Le tour de passe-passe politique auquel s’est livré le président sénégalais Macky Sall a quelque chose de piteux. A voir le dénouement relatif en cours de la crise provoquée par le président, l’on s’interroge toujours sur les motivations réelles ou supposées de l’homme.  Est-il tenaillé tant par les regrets d’avoir poussé trop loin le bouchon suite à la répression impitoyable qui s’est abattue  sur les acteurs de la Société civile et les opposants (politiques) dont les plus énigmatiques ont pour nom Karim Wade, Kalifa Sall et Ousmane Sonko ? Les débuts de règne rendent souvent si ivre que le prince finit souvent par trouver justifié et défendable certaines de ses lubies. En politique, quand il faut écraser toute voix discordante qui empêcherait le prince de disposer du pays comme il le veut, les artifices ne manquent pas. C’est en quelque sorte ce à quoi renvoie la situation du président sénégalais qui fait le tout pour le tout pour se donner bonne conscience face au tout Sénégal et face à l’histoire dont il semble s’être joué de la mémoire, suite au chaos actuel dans le pays. En se payant le luxe de plonger à nouveau le pays dans une crise de trop, comme si les conséquences tragiques des précédentes crises politiques, notamment celle consécutive à la condamnation de l’opposant Ousmane Sonko en juin dernier, ne l’avaient pas suffisamment instruit, Macky Sall s’attaque aux institutions, à deux doigts de la fin de son mandat, provoquant une crise pour espérer prendre les choses en main et recoller les morceaux avant que sonne la fin de son règne.

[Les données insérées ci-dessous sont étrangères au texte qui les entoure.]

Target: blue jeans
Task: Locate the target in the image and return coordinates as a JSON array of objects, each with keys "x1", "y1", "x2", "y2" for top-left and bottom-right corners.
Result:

Un jeu de funambule, à observer les choses sous certains aspects.

Pour avoir eu la hargne tenace contre les opposants qu’il a systématiquement cassés, Karim Wade emprisonné et exilé, Khalifa Sall emprisonné, Ousmane Sonko emprisonné et déchu de ses droits politiques, le président Sall ne se réjouit pas des acquis du précédent dialogue national au détour duquel il a pu ramener dans le jeu politique Karim Wade et Khalifa Sall qui en étaient exclus, pour se donner bonne conscience. La moisson politique est maigre, comparée à l’ampleur du mal que sa gouvernance a causé aux Sénégalais ces dernières années, à coups de crises politiques à répétition. Avec un Sonko en prison comme d’autres opposants et acteurs de la Société civile, avec tous ces morts consécutifs aux tensions politiques liées à sa gestion du pays, avec un Karim Wade qu’il a su utiliser lors du dialogue national de fin mai 2023 pour calmer la tension sociale et qui était sorti gros perdant avec l’invalidation en janvier dernier de sa candidature à l’élection présidentielle , Macky faisait finalement figure d’un piètre président que le Sénégal n’avait jamais connu. En tout cas, même son prédécesseur Abdoulaye Wade n’avait pas autant « défoncé la démocratie sénégalaise » et n’avait pas eu les mains autant tachées de sang à la fin de son règne.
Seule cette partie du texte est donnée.